There is nothing socialist about Dacic or progressive about Nikolic.  Both are nationalists and pragmatists who draw support from an electorate disappointed in the performance of the more moderate nationalist Boris Tadic, who lost this month’s presidential election after more than seven years at the helm.  All claim to be pro-European, but Tadic more loudly, definitively and effectively than Nikolic and Dacic.

Alternation in power is a vital part of democratic governance.  Dacic participated as Interior Minister in Tadic’s last government, but Nikolic and his “progressives” are new to governing responsibility. It is a sign of the maturity of Serb’s still young democracy that the international community is taking Nikolic’s accession to power in stride, even if many might have preferred that Tadic win.

Both Nikolic and Dacic have already gone out of their way to consult with Moscow during the government formation process.  That gives more than a hint of where they plan to steer Serbia, which even under Tadic has flirted with Russia and vaunted itself as non-aligned (whatever that means in the post-Cold War world).

What does this augur for Washington and Brussels?  For Brussels, it likely means a deceleration in Serbia’s technical preparations for European Union membership, which proceeded apace under Tadic.  A slow-down won’t cause any handwringing in Brussels, where the prospect of any new members before 2020 is unwelcome.  The EU will want to keep Serbia on track for eventual membership, but it likely will feel far less pressure to offer a date to begin accession negotiations with a Dacic-led government.

That’s a good thing from Washington’s perspective.  Serbia continued under Tadic to monkey in Bosnia and Herzegovina as well as in Kosovo in unhelpful ways.  Washington was hesitant to ask too much of Tadic, who argued that would strengthen his more nationalist competitors.  A tougher EU stance is vital to moderating Serbia’s efforts to maintain strictly separate governing structures in both Bosnia’s Republika Srpska and northern Kosovo.

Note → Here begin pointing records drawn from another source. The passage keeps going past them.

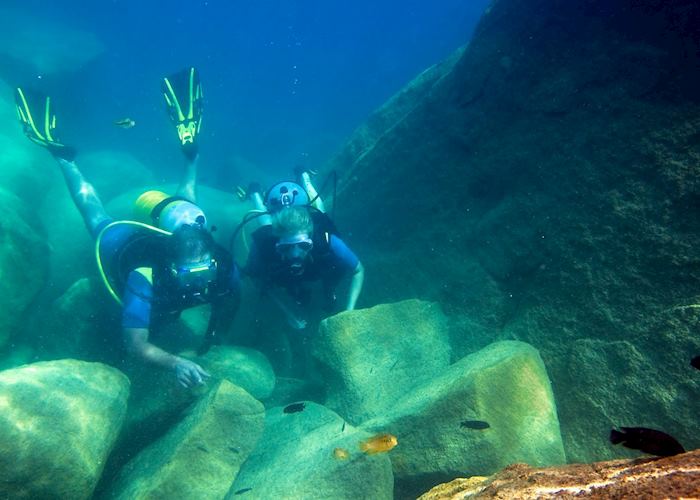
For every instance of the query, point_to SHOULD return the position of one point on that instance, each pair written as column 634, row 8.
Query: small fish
column 341, row 454
column 474, row 424
column 646, row 440
column 294, row 407
column 125, row 123
column 695, row 362
column 378, row 444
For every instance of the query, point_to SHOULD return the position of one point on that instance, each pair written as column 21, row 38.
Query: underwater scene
column 377, row 250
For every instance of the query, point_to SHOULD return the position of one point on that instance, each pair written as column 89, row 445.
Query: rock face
column 23, row 268
column 295, row 459
column 646, row 478
column 200, row 457
column 244, row 367
column 557, row 164
column 58, row 423
column 488, row 410
column 370, row 358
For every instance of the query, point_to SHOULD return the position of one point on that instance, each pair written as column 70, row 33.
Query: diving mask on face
column 294, row 251
column 194, row 279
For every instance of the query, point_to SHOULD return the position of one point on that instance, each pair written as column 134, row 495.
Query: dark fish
column 294, row 408
column 474, row 424
column 125, row 123
column 695, row 362
column 646, row 440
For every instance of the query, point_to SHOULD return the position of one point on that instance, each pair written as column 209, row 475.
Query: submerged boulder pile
column 554, row 173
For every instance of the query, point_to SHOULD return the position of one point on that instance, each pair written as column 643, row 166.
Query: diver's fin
column 39, row 122
column 184, row 99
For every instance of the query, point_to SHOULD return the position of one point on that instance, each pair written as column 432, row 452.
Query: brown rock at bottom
column 677, row 477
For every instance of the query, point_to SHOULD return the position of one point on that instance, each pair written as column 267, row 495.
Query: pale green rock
column 370, row 358
column 505, row 385
column 200, row 457
column 23, row 268
column 244, row 367
column 114, row 172
column 295, row 459
column 58, row 423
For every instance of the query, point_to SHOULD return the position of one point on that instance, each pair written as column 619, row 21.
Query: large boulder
column 200, row 457
column 558, row 183
column 488, row 410
column 58, row 423
column 81, row 323
column 296, row 458
column 370, row 358
column 23, row 263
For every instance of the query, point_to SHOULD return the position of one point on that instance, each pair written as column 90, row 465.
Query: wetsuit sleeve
column 254, row 266
column 136, row 311
column 344, row 258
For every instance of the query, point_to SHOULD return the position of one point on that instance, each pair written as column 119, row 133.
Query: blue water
column 286, row 82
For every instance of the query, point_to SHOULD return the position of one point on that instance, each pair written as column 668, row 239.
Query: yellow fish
column 125, row 123
column 341, row 454
column 380, row 443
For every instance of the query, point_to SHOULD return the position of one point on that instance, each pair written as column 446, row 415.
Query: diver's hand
column 296, row 323
column 189, row 373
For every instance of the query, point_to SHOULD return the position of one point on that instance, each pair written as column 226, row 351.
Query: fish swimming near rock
column 125, row 123
column 695, row 362
column 646, row 440
column 341, row 454
column 474, row 424
column 294, row 408
column 381, row 443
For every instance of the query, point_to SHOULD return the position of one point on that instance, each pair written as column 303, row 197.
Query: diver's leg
column 305, row 180
column 84, row 196
column 188, row 184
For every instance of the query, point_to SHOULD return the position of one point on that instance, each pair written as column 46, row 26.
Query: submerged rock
column 200, row 457
column 488, row 410
column 23, row 263
column 371, row 357
column 297, row 458
column 557, row 161
column 58, row 423
column 675, row 476
column 244, row 367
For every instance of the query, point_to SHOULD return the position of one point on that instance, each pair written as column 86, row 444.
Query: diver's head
column 189, row 257
column 293, row 228
column 167, row 212
column 285, row 195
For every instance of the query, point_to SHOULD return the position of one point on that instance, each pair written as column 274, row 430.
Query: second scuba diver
column 165, row 263
column 297, row 244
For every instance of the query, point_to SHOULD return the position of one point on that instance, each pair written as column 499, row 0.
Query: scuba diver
column 297, row 244
column 166, row 260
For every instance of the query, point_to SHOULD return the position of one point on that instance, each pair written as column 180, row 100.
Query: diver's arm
column 188, row 183
column 84, row 195
column 358, row 278
column 187, row 372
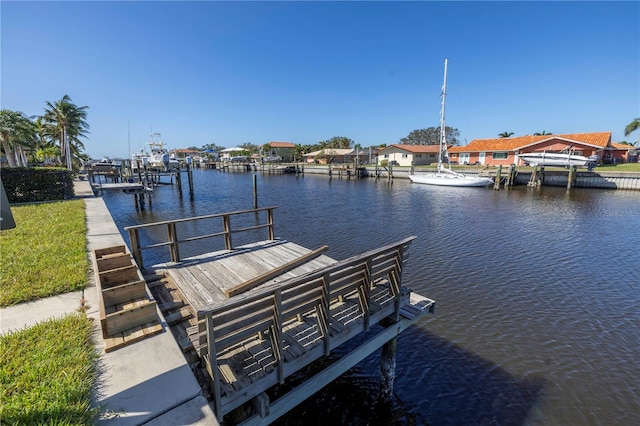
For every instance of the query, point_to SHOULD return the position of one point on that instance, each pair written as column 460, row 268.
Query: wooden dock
column 258, row 313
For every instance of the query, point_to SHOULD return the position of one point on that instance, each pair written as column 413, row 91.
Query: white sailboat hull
column 451, row 179
column 558, row 159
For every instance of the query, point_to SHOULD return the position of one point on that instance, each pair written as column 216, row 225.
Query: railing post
column 213, row 365
column 326, row 305
column 272, row 235
column 277, row 314
column 172, row 233
column 135, row 247
column 226, row 223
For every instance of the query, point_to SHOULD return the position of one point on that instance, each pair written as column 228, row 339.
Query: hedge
column 26, row 185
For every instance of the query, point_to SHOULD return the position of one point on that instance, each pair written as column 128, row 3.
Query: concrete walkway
column 148, row 382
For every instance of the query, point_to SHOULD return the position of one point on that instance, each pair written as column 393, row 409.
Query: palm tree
column 69, row 123
column 17, row 132
column 632, row 127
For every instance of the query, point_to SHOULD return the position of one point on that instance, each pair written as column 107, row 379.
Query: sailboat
column 445, row 176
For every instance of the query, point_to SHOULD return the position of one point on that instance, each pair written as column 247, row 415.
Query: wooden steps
column 179, row 315
column 128, row 313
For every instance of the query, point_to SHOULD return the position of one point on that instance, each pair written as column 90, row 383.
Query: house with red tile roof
column 279, row 149
column 504, row 151
column 407, row 155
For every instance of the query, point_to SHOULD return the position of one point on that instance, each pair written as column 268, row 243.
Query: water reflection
column 537, row 292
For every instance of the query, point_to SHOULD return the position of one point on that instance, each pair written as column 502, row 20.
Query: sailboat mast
column 443, row 135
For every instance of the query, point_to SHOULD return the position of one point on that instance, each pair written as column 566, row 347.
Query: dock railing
column 256, row 339
column 174, row 240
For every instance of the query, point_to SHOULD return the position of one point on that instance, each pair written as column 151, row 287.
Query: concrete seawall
column 593, row 179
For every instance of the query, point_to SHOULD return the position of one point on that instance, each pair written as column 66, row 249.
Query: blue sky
column 233, row 72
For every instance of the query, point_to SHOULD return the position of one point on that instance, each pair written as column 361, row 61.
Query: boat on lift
column 158, row 158
column 565, row 158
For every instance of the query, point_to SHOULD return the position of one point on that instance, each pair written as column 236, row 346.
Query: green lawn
column 48, row 370
column 45, row 254
column 47, row 373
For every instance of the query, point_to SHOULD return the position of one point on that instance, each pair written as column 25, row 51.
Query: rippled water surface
column 537, row 289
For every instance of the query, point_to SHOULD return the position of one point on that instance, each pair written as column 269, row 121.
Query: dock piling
column 496, row 183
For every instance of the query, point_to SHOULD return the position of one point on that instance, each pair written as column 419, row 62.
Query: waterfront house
column 331, row 156
column 284, row 150
column 504, row 151
column 407, row 155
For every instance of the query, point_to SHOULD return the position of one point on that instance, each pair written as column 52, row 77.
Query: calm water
column 538, row 293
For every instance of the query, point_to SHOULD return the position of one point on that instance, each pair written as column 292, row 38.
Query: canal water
column 537, row 293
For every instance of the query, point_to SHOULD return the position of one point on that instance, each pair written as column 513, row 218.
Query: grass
column 45, row 254
column 47, row 373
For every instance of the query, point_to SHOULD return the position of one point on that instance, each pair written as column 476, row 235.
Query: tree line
column 53, row 137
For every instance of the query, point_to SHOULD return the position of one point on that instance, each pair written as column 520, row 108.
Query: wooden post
column 190, row 179
column 172, row 233
column 179, row 181
column 541, row 176
column 387, row 370
column 512, row 175
column 571, row 180
column 496, row 182
column 255, row 191
column 226, row 223
column 134, row 240
column 534, row 176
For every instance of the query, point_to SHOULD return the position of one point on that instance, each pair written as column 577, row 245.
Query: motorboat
column 158, row 158
column 559, row 159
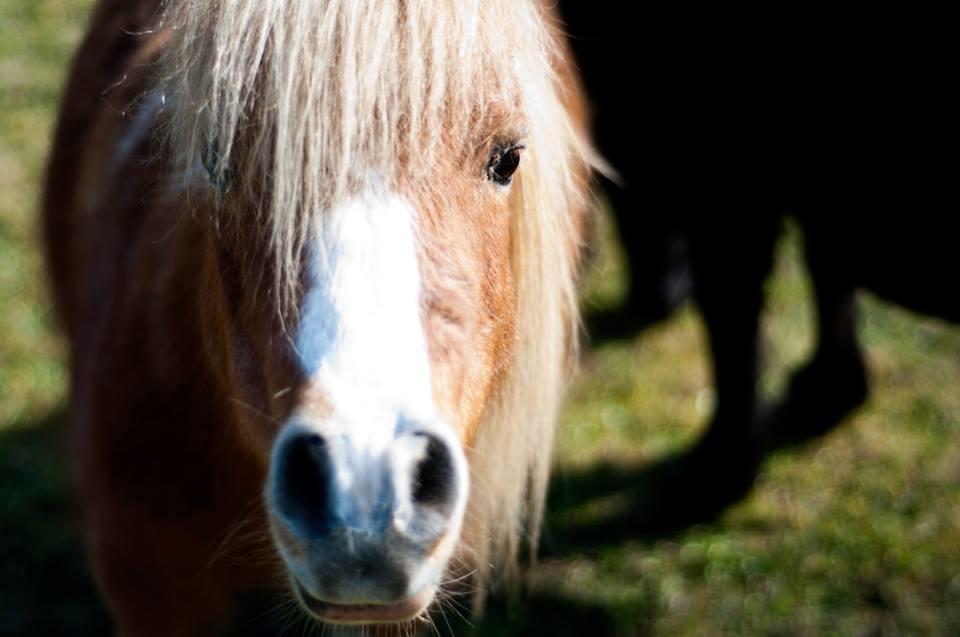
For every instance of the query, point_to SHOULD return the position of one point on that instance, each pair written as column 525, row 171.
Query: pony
column 807, row 116
column 316, row 263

The day also saw the International Criminal Tribunal for the former Yugoslavia throw out one charge of genocide against Bosnian Serb wartime leader Radovan Karadzic.  I hope this is seen in Bosnia and Serbia as evidence that he is getting a fair trial.

More important was the decision on Tuesday in a Serbian court finding 14 people guilty of killing civilians in late 1991, during Serb efforts to seize parts of Croatian territory and cleanse it of Croats.  As I argued at the OSCE earlier this week, acknowledgement of responsibility for wrongdoing is a key step in reconciliation.  If the new nationalist leadership in Belgrade plays it right, the Serbian courts have given them an opening to acknowledge the past and by doing so improve relations between Serbia and its neighbors in the future.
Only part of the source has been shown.